After searching the internet for a while, I came up with this picture. (If you click on the image, I believe it will give you a larger view.) It is an 18th century horse-drawn snowplow reconstruction that was built in Germany. I don't imagine this is anything like the one her father used.

Call me crazy, but that looks as if it would be really simple to build. It is basically a box with a wedge shape attached to the front of it to push the snow to the sides of the road. I have lumber that I could use sitting around and could make a scaled down version. What I don't have is a horse. This is where the crazy part comes in...I started wondering why I couldn't pull it down the driveway with our van!

I don't know if I'll actually try it but I think it's a cool idea and would probably work. The only problem that I have read related by old-timers who remember seeing them used was that they tended to wander back and forth behind the team as the snow drifts on each side pushed it sideways.

It would be fun to try it but I suppose it would let the neighbors know what kind of a nut moved into the neighborhood before I've had a chance to introduce myself!

Tapping Day - Saturday!


I've continued to watch the weather reports and have been reading the messages on Mapletrader.com from sugarmakers out there. Everyone is excited and itching to get the season started. There are reports that a few people have already begun tapping in West Virginia and Vermont.


Although the temperature this morning was -2 degrees, there is a major warm front coming through this weekend. Our forecasts are predicting highs in the 40's for at least three days starting on Saturday. From what I have read many sugarmakers in Michigan and Pennsylvania will be jumping in and I plan to be among them!
My plans for surgarin' this spring are crude but will hopefully be successful. The steam table pan that I purchased arrived yesterday. Tonight I'm going to go move my old woodstove to our farm and start getting things set up out behind the house.
If all goes well, we will have taps set and sap dripping by Saturday afternoon! We'll take lots of pictures and post them to the website under: Farm Tour\Sugarbush.

Tuesday, February 3, 2009

Warming Trend!

This morning's 7 degree temperature did little to dampen my rising anticipation of spring. If you have a look at my Sugarbush page on the website (under "Tour the Farm"), you will see that I have been carefully tracking the daily highs and lows.
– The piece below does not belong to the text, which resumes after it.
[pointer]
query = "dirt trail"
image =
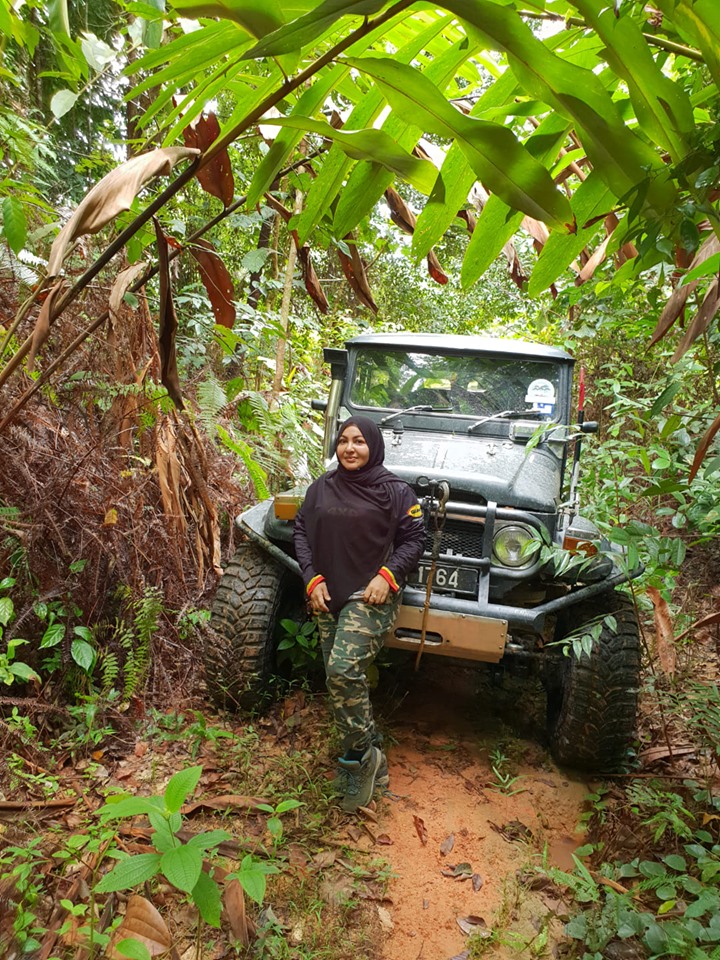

Since mid-January, we have been seeing an upward warming trend. It is true that there have been a few dips back into bitterly cold territory, but the trend is there just the same. We have had two days above freezing and are looking to have a third this coming weekend.

I am watching the charts for the best time to tap the maple trees. The best condition for sap flow is daily highs at least in the upper 30's and nights in the 20's. Part of the risk of tapping too early is that a return to colder weather will stop the sap flow and the cells in the tapped holes will begin the process of sealing up before the season is through. The risk of starting too late is that warmer temperatures of March and early April will cause the sap to get "buddy" and unusable as the composition changes to stimulate the opening of leaf buds.

If nothing else, the rush is really just my excitement to get out of the confines of the house and start doing something on the farm!